50 Cent spared no expense for his 7-year-old son Sire this Christmas, renting out an entire Toys 'R' Us in New Jersey for the two to go shopping, according to a video posted to his Twitter account.

The newly launched location at the Westfield Garden State Plaza in Paramus, New Jersey had a personalized decal on the floor reading "Sire's Toys R Us."

"You can have whatever you see," the rapper, borner Curtis James Jackson III, tells his son in a video he shared on Twitter. "All of it's yours really, so you might as well pick out whatever you want."

TMZ reports 50 Cent dropped some serious money to make the exclusive gift shopping spree for his son happen, somewhere in the ballpark of $100,000. Sire even got a picture in with the company's longtime mascot, Geoffrey the Giraffe.

TOYS-R-US' RELAUNCH BETS BIG ON 'EXPERIMENTAL' NEW STYLE OF STORE

The location 50 and son rented out happens to be only one of two Toys 'R' Us retail locations currently open after the company temporarily closed its doors as new ownership looks to reopen physical stores of the once mighty toy retail brand.

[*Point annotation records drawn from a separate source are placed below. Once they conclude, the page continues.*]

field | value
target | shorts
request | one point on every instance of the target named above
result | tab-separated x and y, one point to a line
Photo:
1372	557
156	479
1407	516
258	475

The company currently operates mainly through its website.

The chain recently relaunched with stores in New Jersey and Houston, with plans for eight more stores to open in 2020. The revamped stores are one-seventh of the size of the old stores and emphasize hands-on experiences.

Toys 'R' Us was once a formidable retail presence but saw profits and interest plummet with the advent of online competitors like Amazon, with new ownership looking to open and implement more experimental and interactive stores in the coming years. Richard Barry, head of Toys R Us' new parent company, believes that the relaunched stores could net them $2 billion out of the $28 billion U.S. toy market currently dominated by the likes of Walmart, Target and Amazon.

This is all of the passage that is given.